Une vapeur grise se répand sur le théâtre ; les objets réels disparaissent, et trois figures mystérieuses sortent du sol, sorcières, fées ou larves, espèces d’introductrices qui mènent l’âme dans le pays des chimères, huissières à verge du monde fantastique. Elles s’avancent avec des gestes morts et des mouvements immobiles vers le jeune dormeur, dont elles délient la personnalité et qu’elles dédoublent du fantôme intérieur.

L’esprit de François cède à révocation, et quoique le corps reste couché sur le banc, une forme pareille à lui s’avance vers les sorcières.

— Que me voulez-vous ? dit le François fantastique aux étranges figures.

— Tu attends Pâquerette, ta fiancée ; elle ne viendra pas, mais si tu veux la voir nous allons te conduire près d’elle ; suis-nous.

François obéit ; mais à peine a-t-il fait quelques pas que la terre s’entr’ouvre sous ses pas et qu’il disparaît.

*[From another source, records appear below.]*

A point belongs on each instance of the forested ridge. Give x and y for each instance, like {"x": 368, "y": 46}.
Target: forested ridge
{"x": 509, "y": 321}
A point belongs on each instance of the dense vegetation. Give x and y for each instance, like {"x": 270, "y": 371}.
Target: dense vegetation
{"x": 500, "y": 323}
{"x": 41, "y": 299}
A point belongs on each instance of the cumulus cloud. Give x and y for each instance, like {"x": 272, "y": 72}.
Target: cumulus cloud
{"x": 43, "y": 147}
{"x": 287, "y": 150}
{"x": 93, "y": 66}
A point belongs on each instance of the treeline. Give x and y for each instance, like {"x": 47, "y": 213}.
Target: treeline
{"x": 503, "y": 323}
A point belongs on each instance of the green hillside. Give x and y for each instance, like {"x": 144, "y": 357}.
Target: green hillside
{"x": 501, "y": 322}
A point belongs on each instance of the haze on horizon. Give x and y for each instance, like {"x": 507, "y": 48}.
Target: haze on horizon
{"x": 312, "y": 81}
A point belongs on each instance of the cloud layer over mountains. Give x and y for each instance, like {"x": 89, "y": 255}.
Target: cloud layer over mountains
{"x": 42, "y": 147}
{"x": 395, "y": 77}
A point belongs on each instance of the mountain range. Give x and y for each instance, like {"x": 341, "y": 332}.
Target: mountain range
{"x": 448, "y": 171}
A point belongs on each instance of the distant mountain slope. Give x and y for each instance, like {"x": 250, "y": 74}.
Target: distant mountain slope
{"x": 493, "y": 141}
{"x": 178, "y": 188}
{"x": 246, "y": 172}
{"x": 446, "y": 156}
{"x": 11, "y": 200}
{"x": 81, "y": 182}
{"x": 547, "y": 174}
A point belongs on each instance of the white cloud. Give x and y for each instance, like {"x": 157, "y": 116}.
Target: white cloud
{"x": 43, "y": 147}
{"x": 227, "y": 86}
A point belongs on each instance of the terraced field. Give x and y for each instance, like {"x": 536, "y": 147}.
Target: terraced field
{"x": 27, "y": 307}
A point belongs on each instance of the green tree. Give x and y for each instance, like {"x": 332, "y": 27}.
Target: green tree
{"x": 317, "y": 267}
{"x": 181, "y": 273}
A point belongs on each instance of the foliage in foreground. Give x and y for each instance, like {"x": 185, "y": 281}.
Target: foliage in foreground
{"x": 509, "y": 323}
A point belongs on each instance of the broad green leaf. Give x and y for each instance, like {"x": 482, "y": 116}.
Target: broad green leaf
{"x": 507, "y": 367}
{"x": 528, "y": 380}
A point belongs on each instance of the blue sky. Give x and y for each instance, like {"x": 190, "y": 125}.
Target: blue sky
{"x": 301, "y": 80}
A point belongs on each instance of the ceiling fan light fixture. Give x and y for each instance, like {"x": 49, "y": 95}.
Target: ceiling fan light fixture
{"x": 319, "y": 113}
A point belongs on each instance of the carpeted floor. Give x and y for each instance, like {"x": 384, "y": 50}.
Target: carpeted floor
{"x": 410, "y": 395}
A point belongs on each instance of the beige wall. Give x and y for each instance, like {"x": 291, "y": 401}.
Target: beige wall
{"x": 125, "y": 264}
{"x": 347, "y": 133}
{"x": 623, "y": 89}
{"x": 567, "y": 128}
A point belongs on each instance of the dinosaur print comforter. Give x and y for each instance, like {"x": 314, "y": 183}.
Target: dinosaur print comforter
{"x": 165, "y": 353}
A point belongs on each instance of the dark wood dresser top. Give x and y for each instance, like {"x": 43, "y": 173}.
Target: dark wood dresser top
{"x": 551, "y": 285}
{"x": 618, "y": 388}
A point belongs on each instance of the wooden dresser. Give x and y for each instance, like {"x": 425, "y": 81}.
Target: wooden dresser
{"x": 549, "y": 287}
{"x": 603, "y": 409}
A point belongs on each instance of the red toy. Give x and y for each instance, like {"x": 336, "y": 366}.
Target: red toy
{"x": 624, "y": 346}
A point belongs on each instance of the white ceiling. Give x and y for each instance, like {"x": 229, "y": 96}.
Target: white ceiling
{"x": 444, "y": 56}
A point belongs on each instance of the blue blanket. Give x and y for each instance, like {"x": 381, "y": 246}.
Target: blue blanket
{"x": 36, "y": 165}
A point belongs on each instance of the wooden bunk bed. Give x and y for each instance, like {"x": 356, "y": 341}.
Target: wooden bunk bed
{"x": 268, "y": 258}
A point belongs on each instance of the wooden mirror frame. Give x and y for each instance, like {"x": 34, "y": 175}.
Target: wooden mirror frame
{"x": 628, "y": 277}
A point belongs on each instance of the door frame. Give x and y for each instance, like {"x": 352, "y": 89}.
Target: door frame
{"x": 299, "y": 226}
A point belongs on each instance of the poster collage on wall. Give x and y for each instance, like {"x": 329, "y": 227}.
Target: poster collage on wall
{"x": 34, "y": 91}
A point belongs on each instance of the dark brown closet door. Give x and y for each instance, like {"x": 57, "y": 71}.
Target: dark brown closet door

Les nuages, qui pendant cette scène ont amoncelé sur le théâtre leurs flocons opaques, se replient, se dissipent et s’envolent : les murailles enfumées de l’auberge ont disparu, et le regard tout à l’heure borné par de misérables obstacles plonge dans un océan d’or et d’azur, dans un infini lumineux. — Un paysage magique aux eaux de diamant, aux verdures d’émeraude, aux montagnes de saphir, étale ses perspectives bleues comme un Éden de Breughel de Paradis. Des femmes vêtues de robes de gaze blanche, où frissonnent des lueurs d’argent, comme des gouttes de rosée sur des ailes de libellules, sortent des touffes de roseaux et d’iris, ceinture verdoyante, féerique, et se groupent autour de Pâquerette, qui représente ici l’idéal, la nymphe des premières amours aussi rayonnante pour le paysan que pour le poëte.